Przejdź do treści
Przejdź do stopki

Rozbudować budowę?

Treść

Pomysł na nowy szpitalny pawilon

Wczoraj zakończono prace zabezpieczające budowę nowego pawilonu szpitala w Wadowicach. Teraz aż do wiosny plac budowy będzie pusty. Samorządowcy muszą wyłonić nowego generalnego wykonawcę, który dokończy tę inwestycję. Jak się okazuje, sprawa nie jest prosta. Kilku radnych ma nowy pomysł na rozbudowę.

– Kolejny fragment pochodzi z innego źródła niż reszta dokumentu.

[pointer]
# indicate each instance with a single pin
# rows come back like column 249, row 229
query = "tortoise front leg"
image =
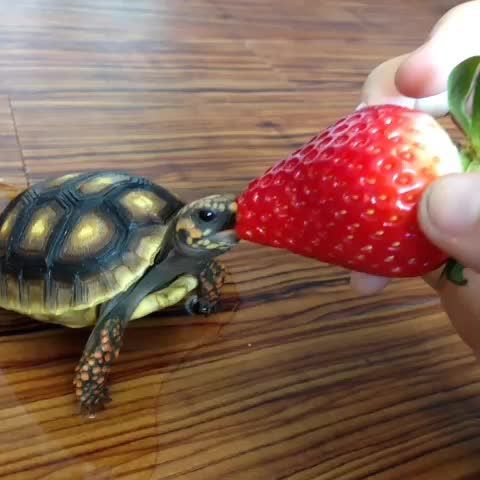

Nowy pawilon wadowickiego szpitala ma pecha. Najpierw przez kilka lat dyskutowano czy w ogóle jest on potrzebny. Gdy już budowa ruszyła pojawiły się problemy z wykonawcą - firmą Mitex, z którą starostwo zerwało umowę. Prace zabezpieczające to co udało się dotychczas wybudować - budowę ścian i wylewkę - wykonała jedna z wadowickich firma. - Dzięki temu inwestycja zostanie zabezpieczona na zimę i nic się nie zniszczy - zapewnia wadowicki starosta Józef Kozioł.

Poślizg przy realizacji największej inwestycji w Wadowicach jest jednak ogromny. Gdyby wszystko było realizowane zgodnie z planem, przed świętami szpitalny pawilon powinien stać w stanie surowym. Tymczasem dopiero wykonany został parter.

Właściwie już teraz starostwo powinno przystąpić do wyboru firmy, która dokończy inwestycję. Okazuje się, że nie jest to takie proste. W obecnym projekcie budowy próbują "majstrować" radni z komisji zdrowia. Uważają oni, że szpital powinien zostać rozbudowany o dodatkową kondygnację. Obecny projekt tego nie przewiduje. Zakłada on natomiast budowę tymczasowego dachu, który w przyszłości trzeba będzie zerwać, by wybudować kolejne piętro. - Chcemy by od razu dodatkowe piętro zostało wybudowane, nawet jeśli od razu nie zostałoby wykończone. Dzięki temu możemy mówić o olbrzymich oszczędnościach. Nie trzeba będzie bowiem stawiać ani później zrywać tymczasowego dachu - przekonuje Stanisław Kotarba, szef komisji zdrowia.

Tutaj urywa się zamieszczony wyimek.